Connecting a Data Source

// JavaScript/TypeScript
const dataset = await client.datasets.create({
  name: 'Production Postgres',
  type: 'postgresql',
  connectionString: process.env.DATABASE_URL,
  // Optional: restrict synced tables
  tables: ['orders', 'customers', 'events'],
});

console.log(`Dataset created: ${dataset.id}`);
# Python
dataset = client.datasets.create(
    name="Production Postgres",
    type="postgresql",
    connection_string=os.environ["DATABASE_URL"],
    tables=["orders", "customers", "events"],
)
print(f"Dataset created: {dataset.id}")

Running a Query

// JavaScript/TypeScript
const execution = await client.queries.run({
  datasetId: 'ds_abc123',
  sql: `
    SELECT
      DATE_TRUNC('week', created_at) AS week,
      COUNT(*) AS new_users
    FROM customers
    WHERE created_at >= NOW() - INTERVAL '90 days'
    GROUP BY 1
    ORDER BY 1
  `,
});

// Poll for results (or use webhooks for long-running queries)
const results = await client.queries.getResults(execution.id);
console.log(results.rows); // Array of row objects

Generating a Report

// JavaScript/TypeScript
const report = await client.reports.create({
  name: 'Weekly Executive Summary',
  datasetId: 'ds_abc123',
  schedule: {
    frequency: 'weekly',
    dayOfWeek: 1, // Monday
    hour: 8,
    timezone: 'America/New_York',
  },
  recipients: ['ceo@example.com', 'cto@example.com'],
  format: 'pdf',
  sections: [
    { type: 'kpi', metrics: ['total_revenue', 'active_users', 'churn_rate'] },
    { type: 'chart', chartType: 'line', metric: 'daily_revenue', days: 30 },
    { type: 'table', query: 'SELECT * FROM top_customers LIMIT 10' },
  ],
});

console.log(`Report scheduled: ${report.id}`);

Triggering an AI Agent

// JavaScript/TypeScript
const session = await client.agents.run({
  prompt: 'Analyze revenue trends over the last 90 days and identify the top 3 anomalies.',
  datasetIds: ['ds_abc123'],
  model: 'claude-3-5-sonnet',
  // Stream results as the agent works
  stream: true,
  onMessage: (message) => {
    process.stdout.write(message.content);
  },
});

console.log(`
Agent session complete: ${session.id}`);
console.log(`Final answer: ${session.finalAnswer}`);

Exporting Data

// JavaScript/TypeScript
const exportJob = await client.exports.create({
  datasetId: 'ds_abc123',
  format: 'csv',
  filter: {
    dateRange: { start: '2025-01-01', end: '2025-03-31' },
  },
});

// Wait for the export to be ready, then download
const fileBuffer = await client.exports.download(exportJob.id);
require('fs').writeFileSync('export.csv', fileBuffer);

SDK Versioning

The OpenAnalyst SDK follows semantic versioning. The major version is pinned to the API version it targets: SDK v1.x.x targets API v1. Breaking changes to the API will result in a new major SDK version published alongside the new API version. Minor releases add new capabilities without breaking existing code. Patch releases contain bug fixes only.

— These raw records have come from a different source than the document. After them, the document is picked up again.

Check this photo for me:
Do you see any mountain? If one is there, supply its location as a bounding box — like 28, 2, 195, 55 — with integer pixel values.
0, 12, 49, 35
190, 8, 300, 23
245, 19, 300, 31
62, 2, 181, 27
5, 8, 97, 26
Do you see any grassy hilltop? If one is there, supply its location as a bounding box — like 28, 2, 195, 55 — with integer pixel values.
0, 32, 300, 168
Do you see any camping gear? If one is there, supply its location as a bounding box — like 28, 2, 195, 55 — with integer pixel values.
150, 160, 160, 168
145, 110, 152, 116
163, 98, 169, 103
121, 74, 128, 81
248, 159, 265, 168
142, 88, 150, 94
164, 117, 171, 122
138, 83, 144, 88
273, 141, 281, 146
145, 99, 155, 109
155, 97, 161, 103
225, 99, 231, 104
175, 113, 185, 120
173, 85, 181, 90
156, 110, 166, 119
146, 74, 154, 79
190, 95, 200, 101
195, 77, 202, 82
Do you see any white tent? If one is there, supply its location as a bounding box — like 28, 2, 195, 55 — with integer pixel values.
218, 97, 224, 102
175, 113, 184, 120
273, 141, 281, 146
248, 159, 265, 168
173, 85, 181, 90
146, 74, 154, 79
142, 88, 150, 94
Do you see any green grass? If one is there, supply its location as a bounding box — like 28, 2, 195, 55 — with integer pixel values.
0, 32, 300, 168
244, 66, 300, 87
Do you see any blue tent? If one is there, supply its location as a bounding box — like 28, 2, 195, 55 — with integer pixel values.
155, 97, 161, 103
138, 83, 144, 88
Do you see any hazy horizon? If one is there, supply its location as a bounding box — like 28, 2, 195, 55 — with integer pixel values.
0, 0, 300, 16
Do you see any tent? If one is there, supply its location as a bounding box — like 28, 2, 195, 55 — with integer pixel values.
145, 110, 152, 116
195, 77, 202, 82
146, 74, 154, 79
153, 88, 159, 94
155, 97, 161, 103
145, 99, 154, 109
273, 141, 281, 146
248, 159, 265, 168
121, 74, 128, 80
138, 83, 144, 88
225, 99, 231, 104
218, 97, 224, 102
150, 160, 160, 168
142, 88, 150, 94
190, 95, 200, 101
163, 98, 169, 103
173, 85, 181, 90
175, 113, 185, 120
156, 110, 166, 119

You can check the installed SDK version at runtime:

import { VERSION } from '@openanalyst/sdk';
console.log(VERSION); // e.g. "1.4.2"
import openanalyst
print(openanalyst.__version__)  # e.g. "1.4.2"

Warning: SDK major version 0.x releases are considered pre-stable. APIs may change between minor versions. Pin your dependency to a specific patch version in production environments when using 0.x releases.